This paper records current issues relevant to Geoengineering education in Australian Universities. It highlights the pressures under which academics are required to improve the delivery of subject matter. A critical analysis of various modes of delivery is presented taking into account the student learning styles and perspectives as well as current and impending technological changes. It is pointed out that the increased efficiency required by the declining resources is inherently in conflict with the requirements of the quality delivery of Geoengineering education.


Australian academics are being subjected to increasing pressures that challenge their capacity and their ability to teach effectively. Although there is no study to support the contention that this is a universal experience, anecdotal evidence suggests that the Australian experience is far from unique. Of course, academics teaching in Geoengineering share this common experience of their colleagues in other Departments and Faculties.
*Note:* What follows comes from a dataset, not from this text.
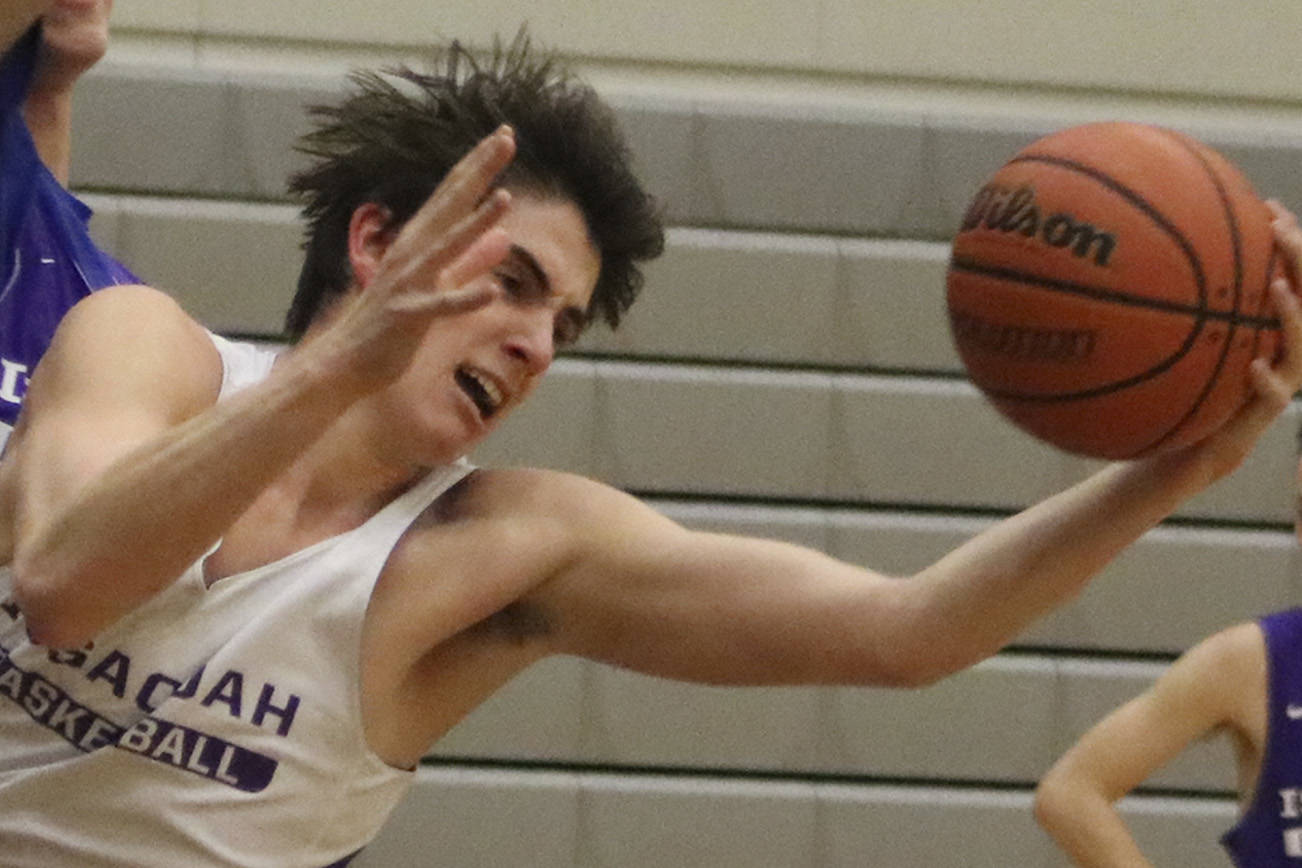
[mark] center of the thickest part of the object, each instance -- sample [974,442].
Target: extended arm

A major conflict or contradiction for the academic, is that at the same time that resources provided by government to Universities is shrinking, there is an expectation, or demand that academics not only maintain, but improve their performance in a diverse range of activities, including teaching. Academics no longer lead a privileged life in which they enjoy high salaries, and are automatically allocated research funds. The salaries of academics have fallen considerably behind those of their colleagues in the private sector, and research funding must be competitively sought from an insufficient pool of money. The success rate of obtaining funding may be as low as 15%, and the process of application is timeconsuming. Once grants are won, which normally include only partial funding, the paper warfare with bureaucracy continues, with endless forms to submit to ensure that funds are being appropriately utilized, and that outcomes are achieved.